Aston Martin V8 Vantage
It’s great behind the wheel, and is gorgeous enough to make passers-by walk into lamp-posts
Had it not already done so 47 years ago, you’d think Aston Martin would be destined never to win at Le Mans. Back in June, I was there with countless thousand other Brits watching the pretty, sonorous DBR9 prove itself the class of its field on pure pace but let down by reliability issues just as it had last year. I’m old enough to remember the rumble of the Group C AMR1s and Nimrods and lucky enough to have driven the actual DB3S that gave Aston Martin the last of its three second places at the great race in the 1950s. In fact, more than 100 Astons have taken the start during the years, but to date just one, the Salvadori/Shelby DBR1 of 1959, has won.
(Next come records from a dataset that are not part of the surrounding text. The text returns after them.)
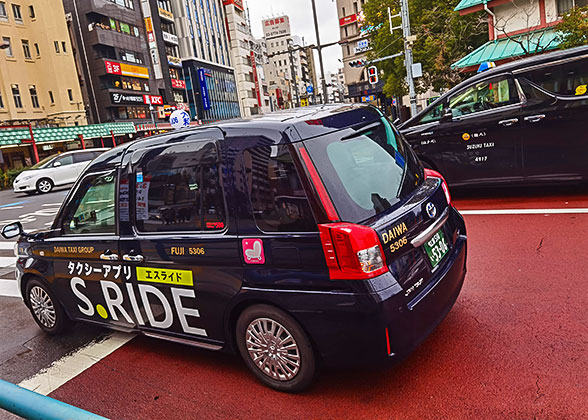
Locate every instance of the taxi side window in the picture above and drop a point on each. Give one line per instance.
(179, 189)
(483, 96)
(92, 208)
(277, 196)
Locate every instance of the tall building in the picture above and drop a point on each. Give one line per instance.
(112, 53)
(355, 44)
(38, 79)
(211, 86)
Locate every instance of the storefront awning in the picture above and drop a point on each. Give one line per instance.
(11, 136)
(511, 47)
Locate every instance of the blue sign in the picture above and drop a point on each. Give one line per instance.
(203, 89)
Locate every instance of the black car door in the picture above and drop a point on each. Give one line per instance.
(183, 249)
(555, 145)
(481, 142)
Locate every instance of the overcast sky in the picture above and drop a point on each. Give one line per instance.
(302, 24)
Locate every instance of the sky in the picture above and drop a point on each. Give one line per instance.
(302, 24)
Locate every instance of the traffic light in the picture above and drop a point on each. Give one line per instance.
(357, 63)
(373, 75)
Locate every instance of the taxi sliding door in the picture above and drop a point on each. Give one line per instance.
(482, 141)
(183, 252)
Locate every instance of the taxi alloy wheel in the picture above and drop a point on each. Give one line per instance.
(46, 310)
(275, 348)
(44, 185)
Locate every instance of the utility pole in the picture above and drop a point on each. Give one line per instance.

But as I stood at the Sarthe this summer wondering why Aston was having to play bridesmaid yet again, another Aston was howling around another equally famous track in another 24 hour race. It didn’t win either, but in many ways the efforts of the V8 Vantage in the Nürburgring 24 Hours, held on the conglomeration of the fearsome old and rather dull new tracks, was just as impressive. Some 220 cars started this race, but just 141 finished, with the Aston 24th overall and 4th in its class. For a near factory-standard car driven by two development engineers from Aston and Dr Ulrich Bez, Aston’s mercurial, 62-year old boss, it was some achievement.
Then again, even a standard road V8 Vantage is a pretty special car. Many colleagues of mine in the motoring press have found it an easy car to criticise, usually and somewhat peculiarly because it is apparently not fast enough, but that has never been my experience when I’ve been at the wheel. Indeed I’ve always found the performance of its 380bhp, 4.3-litre V8 motor rather refreshing, not simply for its ability to catapult its all-aluminium body from 0-60mph in 4.9sec and onto 175mph, but also for emitting the best noise of any car costing less than £80,000.
I’ve driven the V8 Vantage side by side with the Porsche 911 and there’s no doubting that, for the true enthusiast, Stuttgart has come up with more of the right answers than Gaydon. But there is more to it than this. For a start, you need to be intimately familiar with both before you can detect that, yes, the Porsche is a smidge quicker and sharper, and unless you happen to own both – which is unlikely – such differences will
be of no concern.
Then consider that for every V8 Vantage that will be built, Porsche will knock out ten 911s. And while the look of the latest 911 is a considerable improvement on its predecessor, it doesn’t make people walk into lamp-posts like the V8 Vantage can.
What’s more important to me is that the V8 Vantage is the living embodiment of everything I’d hoped a 21st century Aston to be: quick, gorgeous, very sporting and great to drive. It might not be enough to win a 24 hour race, but it will ensure the health of Aston Martin for years to come. To me and to Aston Martin, that’s what really matters.